In similar vein, Dennis S. Charney, MD, Anne and Joel Ehrenkranz Dean, Icahn School of Medicine at Mount Sinai and President for Academic Affairs, Mount Sinai Health System, spoke poignantly about the work ahead for this class of future physicians: “We need answers to many urgent and long-standing questions that bear on the lives of your patients.”
The Class of 2022 was selected from a pool of over 5,100 applicants, and more than 750 of whom were interviewed. The Class of 2022, whose ages range from 21 to 38, represent diverse backgrounds and experiences: 19 percent of the incoming students identify as underrepresented in medicine (URM); 48 percent of the class are women; and are alumni of 64 different college institutions, with majors in science, the humanities, and the arts.
As the Icahn School of Medicine at Mount Sinai celebrates its fiftieth anniversary, we are proud to welcome the new class of students who already exemplify the School's culture of advocacy, innovation, and community engagement. Congratulations to the Class of 2022.
We, the Icahn School of Medicine at Mount Sinai class of 2022, recognize our privilege and responsibility as future physicians and so pledge:
- To care for our own emotional, physical, and spiritual well-being and encourage our colleagues to do the same;
- To consciously promote diversity and inclusion as activists and advocates for equitable care and shared well-being;
- To not only be healers, but also educators committed to empowering our patients to be agents of their own care;
- To respect and collaborate with the entire health care team, recognizing our limits and their strengths;
- To acknowledge and appraise tradition and not be afraid to change it;
- To be lifelong learners dedicated to furthering public knowledge through research and innovation;
- To provide non-judgmental, thoughtful, and personalized care with the highest level of integrity to protect against harm, bias, and injustice;
And above all, to always be guided by compassion for our patients and love for our profession.
Icahn School of Medicine at Mount Sinai
Medical Education Oath
The mission of the Icahn School of Medicine at Mount Sinai is to provide high-quality patient care and teaching, in an atmosphere of social justice and scholarly inquiry into the nature, causation, prevention, and treatment of human disease.
We, the faculty, seek to embody this mission and so pledge the following to you, our students, in our effort to help you to become the best possible physicians and your best possible selves:
- To serve as models for caring, competent, and unbiased care of our patients.
- To engage you in the joy and privilege of practicing the art and science of medicine and the rewards of learning for life.
- To uphold the highest standards in scientific and medical research.
- To inspire you to respect the art and science of medicine, but also to question the status quo.
- To recognize that our opportunity to teach is also our opportunity to learn. To not just teach, but also nurture.
- To share of both our craft and ourselves. To demonstrate that self-examination means as much as examinations.
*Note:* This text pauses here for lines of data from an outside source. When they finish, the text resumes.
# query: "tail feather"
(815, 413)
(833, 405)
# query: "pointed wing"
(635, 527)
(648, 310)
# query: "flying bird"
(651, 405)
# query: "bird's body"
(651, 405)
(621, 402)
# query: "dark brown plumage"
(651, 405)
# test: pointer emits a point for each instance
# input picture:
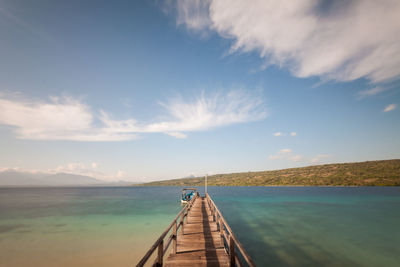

- To be kind in evaluating you and ourselves. To never lose sight of our wellness and the wellness of all of those around us.
- To have the courage to stand up for the oppressed and vulnerable and against prejudice and racism in all that we do.
- To be aware of our own biases and those around us and strive to eliminate them.
- To meet you where you are and get you where you want to be.
And, finally, to never forget as physicians and educators what we know as human beings.